New Delhi

Somehow, even those who lay great store regarding important anniversaries have simply forgotten a resonant and significant one: forty-five years ago, in 1969, prime minister Indira Gandhi convinced Parliament to amend the Companies Act and impose a total ban on corporate giving to political parties. The ban signified an attempt at eliminating the most important legal source of election funds.

There of course was one major lacunae in the proposal which negated the earnestness behind the move. The proposal did not provide for an alternative financing mechanism, and far from abolishing the link between business and politics, it effectively pushed campaign finance underground, an affliction that exists to the present day. As a recent analysis has pointed out, it’s an open secret that the opaque funding of elections represents the single-biggest driver of political corruption and criminality in India.

As early as 1964, the government-appointed Santhanam Committee warned of the corrosive effects of collusion between businessmen and politicians. Indira Gandhi was perhaps alarmed by the swell of corporate support for right-wing opposition parties like the Swatantra Party and the Jana Sangh, as well as the threat the business-friendly Congress veterans who comprised the Syndicate posed to her leadership within the Congress, yearned to cut them down to size.

The truth of the matter is that no government has had the courage to substitute private sources of party funds with state-funding of elections or party expenses. Black money has become institutionalised.

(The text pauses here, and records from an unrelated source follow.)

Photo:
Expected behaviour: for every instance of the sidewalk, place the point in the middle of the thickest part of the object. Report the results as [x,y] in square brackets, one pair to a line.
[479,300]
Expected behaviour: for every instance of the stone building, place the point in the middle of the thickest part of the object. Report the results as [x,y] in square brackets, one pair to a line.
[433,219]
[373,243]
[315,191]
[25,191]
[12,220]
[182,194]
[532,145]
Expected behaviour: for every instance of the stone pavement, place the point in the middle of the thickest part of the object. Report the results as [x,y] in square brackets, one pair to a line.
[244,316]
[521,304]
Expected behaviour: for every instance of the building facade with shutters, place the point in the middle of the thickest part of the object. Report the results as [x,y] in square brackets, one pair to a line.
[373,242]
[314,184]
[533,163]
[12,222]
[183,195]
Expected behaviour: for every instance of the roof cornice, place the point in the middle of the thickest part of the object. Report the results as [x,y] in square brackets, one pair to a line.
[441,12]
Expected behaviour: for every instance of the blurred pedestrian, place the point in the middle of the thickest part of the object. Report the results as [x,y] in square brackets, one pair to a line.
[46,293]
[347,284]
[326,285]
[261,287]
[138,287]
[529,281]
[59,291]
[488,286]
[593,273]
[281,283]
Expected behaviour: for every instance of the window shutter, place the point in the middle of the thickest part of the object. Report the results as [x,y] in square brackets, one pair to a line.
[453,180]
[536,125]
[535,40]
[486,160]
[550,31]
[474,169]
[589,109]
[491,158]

The ban, according to the American political scientist Stanley Kochanek ushered in an era of “briefcase politics.” It spurred the rise of individuals and organisations, especially those with criminal backgrounds, who had access to unaccounted money and were thus sought after by parties for their ability to discreetly aggregate and distribute cash. In the initial decades of the republic, the Congress had contracted with all manner of lawbreakers and mercenaries to quietly manage elections. Now, such characters were openly embraced by all almost every party.

Two decades later (in 1985) recognising the folly of the ban, the Congress government of Rajiv Gandhi once again legalised corporate giving, but corporate contributions remained under the table. By this stage, the exchange of political favours for illicit cash had become so deeply entrenched that re-legalisation garnered little support. Companies had little incentive to be transparent as it could prompt retribution from politicians or parties that had not received funds. Parties remained opposed because the prevailing system minimised accountability to funders or party members.

The Association for Democratic Reforms (ADR) reports that 75 per cent of the income of India’s six major parties comes from undocumented sources. Around half of these funds came in a period of four months around elections, largely in cash (for the Congress, this figure stood around 90 per cent). But party resources are a drop in the bucket because candidates are expected to foot the vast majority of their campaign expenditures. Ironically, while politicians of all stripes complain about unrealistically low campaign spending limits, candidates also routinely report spending just over half what they are legally entitled to (in reality, campaign spending exceeds the prescribed limit by several orders of magnitude).

Furthermore, despite claims that 2014 marked India’s “good governance” election, a record number of MPs with criminal records (34 per cent) now grace the halls of the Lok Sabha. Twenty-one per cent of these lawmakers face serious charges like murder, attempted murder, and kidnapping. The historical and empirical evidence is clear that the electoral success of “muscle” is due, at least in part, to the advantages of money.

If the ruling dispensation is serious about doing something really effective in this regard, many reckon that it can begin by introducing rules and transparency to limit discretion in heavily state-regulated domains such as land, natural resources, real estate and mining. In the absence of that, no amount of political finance regulation is likely to have much impact. The Election Commission requires new statutory authorities, such as the power to mandate complete transparency for political contributions. Right now, parties need not declare the source of any donation less than Rs 20,000, ceding a party like the BSP the ability to not disclose the identity of a single donor in the past eight years.

Finally, there is the oft-discussed issue of public funding of elections. Until parties adopt strict rules on transparency and intra-party democracy, public subsidies are likely to do more harm than good.